Il fallait être bien naïf pour penser que Alpha Condé allait s’installer tranquillement au pouvoir à Conakry et être un président de la République élu qui allait pouvoir mettre en œuvre son programme politique et économique…
La réalité guinéenne, une fois encore, s’impose à tous. La règle est toujours la même ; et j’aime à la rappeler : « Un intellectuel assis va moins loin qu’un con qui marche » (réplique écrite par Michel Audiard pour le film Un taxi pour Tobrouk).
Alors, si on prend en compte que Condé n’est pas exactement l’intellectuel que ses affidés prétendent qu’il est et, qu’en plus, il est mal assis sur un fauteuil présidentiel passablement délabré, on ne s’étonnera pas que, moins de sept mois après son investiture (21 décembre 2010), il fasse déjà l’objet d’une tentative (sérieuse mais avortée) de… coup d’Etat ou de « liquidation » physique ; à l’heure à laquelle j’écris ces lignes, l’attaque de Kipé reste encore mystérieuse. Dans son déroulement comme dans sa… motivation.
Mais cela ne change rien à l’affaire. On peut bien nous rebattre les oreilles avec la première élection démocratique jamais organisée en Guinée, la victoire de Condé, le 7 novembre 2010, n’a pas été équitable : 18,25 % des voix au premier tour alors que son adversaire dépassait les 44 % et 52,52 % au deuxième tour organisé près de… cinq mois plus tard ; le temps de mener une formidable campagne « anti-peule » contre le candidat Cellou Dalein Diallo, campagne que Christophe Châtelot qualifiera dans Le Monde « d’ethno-stratégie opportuniste » (cf. LDD Guinée 026/Mercredi 17 novembre 2010). Une campagne à laquelle les militaires guinéens ont participé sur le terrain de la manière la plus abjecte.
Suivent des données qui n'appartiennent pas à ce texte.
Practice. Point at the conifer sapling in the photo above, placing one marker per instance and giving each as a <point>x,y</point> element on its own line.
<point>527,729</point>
Une question se posait : Condé est-il dans la main de ces militaires ? Qui pouvait en douter ? Il a passé plus de temps en France qu’en Guinée et, pendant tout ce temps, les cadres de l’armée ont mis la main sur l’économie guinéenne, transformant le pays en un immense territoire mafieux où, pour survivre, il fallait « contribuer ».
En menant une campagne « anti-peule », Condé a semblé donner des gages aux militaires ; aujourd’hui, ils attendent un retour sur investissement. Qui, manifestement, tarde. Ce serait à l’honneur de Condé de penser qu’il ne doit rien à personne sauf aux Guinéens. Je doute qu’il soit aussi conscient que cela de la réalité guinéenne. Son gros point faible, c’est qu’il pense être président de la République de Guinée quand il n’est qu’une caution qui rassure la « communauté internationale » (un « opposant historique » à la tête d’un pays qui n’avait, jusqu’alors, connu que la dictature et pas la plus soft) et permettait au pays, jusqu’à ce matin, de laisser penser qu’il était comme les autres.
Condé s’est attribué, dans le gouvernement, le portefeuille de la Défense. C’est dire qu’il est – pour les militaires – en première ligne ; il ne faut pas perdre de vue qu’en 2010, le budget de la défense représentait 30 % du budget de l’Etat. Un gouffre pour l’Etat ; une rente pour l’armée ! Impossible de gérer une telle situation sans un ancrage fort dans la population. Or, Condé c’est, mathématiquement, à peine 19 % de l’électorat guinéen (son score au premier tour). C’est dire que plus de 80 % de la population n’y trouve pas son compte. Et pour que le compte soit bon, il fallait rassembler ; or Condé a choisir d’exclure.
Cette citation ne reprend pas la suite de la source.